Sombrero de ala corta, saco y corbata, gafas de sol con lentes de espejo, un bulto en la cintura dando a entender, "vengo armao". Cara de pocos amigos. Forma de caminar que indica, "ponte en tu sitio, pendejo, cuando yo paso, tú tiemblas".
Vehículos alemanes, los mismos que Hitler patrocinó para complacer al vulgo, "die Volks", con un "Wagen" y que los dominicanos, con tanta chispa como los berlineses que a puertas cerradas se burlaban del Tercer Reich, denominaron "cepillos" porque por donde pasaban dejaban el limpio.
No había palique en la esquina ni bebedera de cerveza en el colmado que no se terminara cuando se oía el run-rún de aquellos motores que eran la coda de nuestro concierto de terror.

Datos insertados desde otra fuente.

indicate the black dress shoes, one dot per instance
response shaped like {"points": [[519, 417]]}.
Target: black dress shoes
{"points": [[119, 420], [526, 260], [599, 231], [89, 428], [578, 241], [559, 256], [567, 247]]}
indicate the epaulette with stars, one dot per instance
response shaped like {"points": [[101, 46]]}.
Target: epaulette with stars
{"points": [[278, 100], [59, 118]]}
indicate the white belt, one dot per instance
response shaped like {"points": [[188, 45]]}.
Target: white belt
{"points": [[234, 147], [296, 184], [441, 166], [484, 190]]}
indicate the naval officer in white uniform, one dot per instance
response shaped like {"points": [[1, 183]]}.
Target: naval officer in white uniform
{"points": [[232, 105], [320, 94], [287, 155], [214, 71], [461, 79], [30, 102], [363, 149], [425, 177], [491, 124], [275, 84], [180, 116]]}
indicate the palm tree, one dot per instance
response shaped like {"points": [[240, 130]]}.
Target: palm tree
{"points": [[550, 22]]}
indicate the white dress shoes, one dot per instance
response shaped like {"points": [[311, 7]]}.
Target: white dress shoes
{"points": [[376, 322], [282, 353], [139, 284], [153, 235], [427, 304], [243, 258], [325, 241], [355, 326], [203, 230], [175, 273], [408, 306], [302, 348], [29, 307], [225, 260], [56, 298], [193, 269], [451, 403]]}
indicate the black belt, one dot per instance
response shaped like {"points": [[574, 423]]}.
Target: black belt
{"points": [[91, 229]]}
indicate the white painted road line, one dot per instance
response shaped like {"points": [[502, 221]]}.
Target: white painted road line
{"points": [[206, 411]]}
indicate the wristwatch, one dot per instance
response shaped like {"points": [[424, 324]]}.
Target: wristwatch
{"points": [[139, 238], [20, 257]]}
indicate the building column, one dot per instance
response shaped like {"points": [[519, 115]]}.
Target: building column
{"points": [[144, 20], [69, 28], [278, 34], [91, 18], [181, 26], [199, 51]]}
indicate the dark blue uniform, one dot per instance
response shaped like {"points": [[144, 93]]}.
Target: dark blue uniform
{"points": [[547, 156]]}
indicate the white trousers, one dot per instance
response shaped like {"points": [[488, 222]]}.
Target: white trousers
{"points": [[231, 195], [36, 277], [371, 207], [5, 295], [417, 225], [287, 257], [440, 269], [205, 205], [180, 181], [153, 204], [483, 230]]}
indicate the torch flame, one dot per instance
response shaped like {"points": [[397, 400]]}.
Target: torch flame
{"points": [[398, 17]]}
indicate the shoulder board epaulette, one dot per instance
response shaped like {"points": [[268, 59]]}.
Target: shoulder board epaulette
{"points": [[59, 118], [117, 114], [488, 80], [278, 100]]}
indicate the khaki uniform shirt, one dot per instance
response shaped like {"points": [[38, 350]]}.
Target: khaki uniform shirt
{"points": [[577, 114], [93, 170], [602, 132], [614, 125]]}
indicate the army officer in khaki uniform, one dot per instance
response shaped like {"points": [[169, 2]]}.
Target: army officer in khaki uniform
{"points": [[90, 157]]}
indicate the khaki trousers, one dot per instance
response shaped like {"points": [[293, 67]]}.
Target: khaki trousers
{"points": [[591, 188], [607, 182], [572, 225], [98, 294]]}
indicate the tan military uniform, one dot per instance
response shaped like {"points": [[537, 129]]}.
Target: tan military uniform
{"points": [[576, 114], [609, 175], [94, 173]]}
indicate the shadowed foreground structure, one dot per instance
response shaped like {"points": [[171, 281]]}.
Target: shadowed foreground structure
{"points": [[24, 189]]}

Calles vacías. Puertas cerradas. Aldabas, seguros, picaportes, pestillos, en percusión unísona y sincopada. La cacofonía del miedo.

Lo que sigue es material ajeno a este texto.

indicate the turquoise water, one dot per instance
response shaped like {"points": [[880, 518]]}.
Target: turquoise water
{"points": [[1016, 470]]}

De dos en dos acechaban. En el colegio, en la iglesia, al salir del cine. No había escape. El teléfono obviamente interferido. Yo, al teléfono con una u otra de las tías, "Dice Mamy que tiene una receta nueva", contraseña de que había alguna noticia interesante que por lo general terminaba siendo sólo un rumor. El Valium se puso de moda. Cómo no, si de alguna manera había que conciliar el sueño.
A más de cincuenta años, cuando sentimos que podemos hacer y decir lo que nos dé la gana, rememorar esta etapa es como rascar una cicatriz que no ha sanado completamente. Es un puño en el estómago, una garra en la garganta. Y mi temor es que los de ahora no van a entender, no van a creer y volverán a caer en algo tan o más funesto de lo que fuera La Era.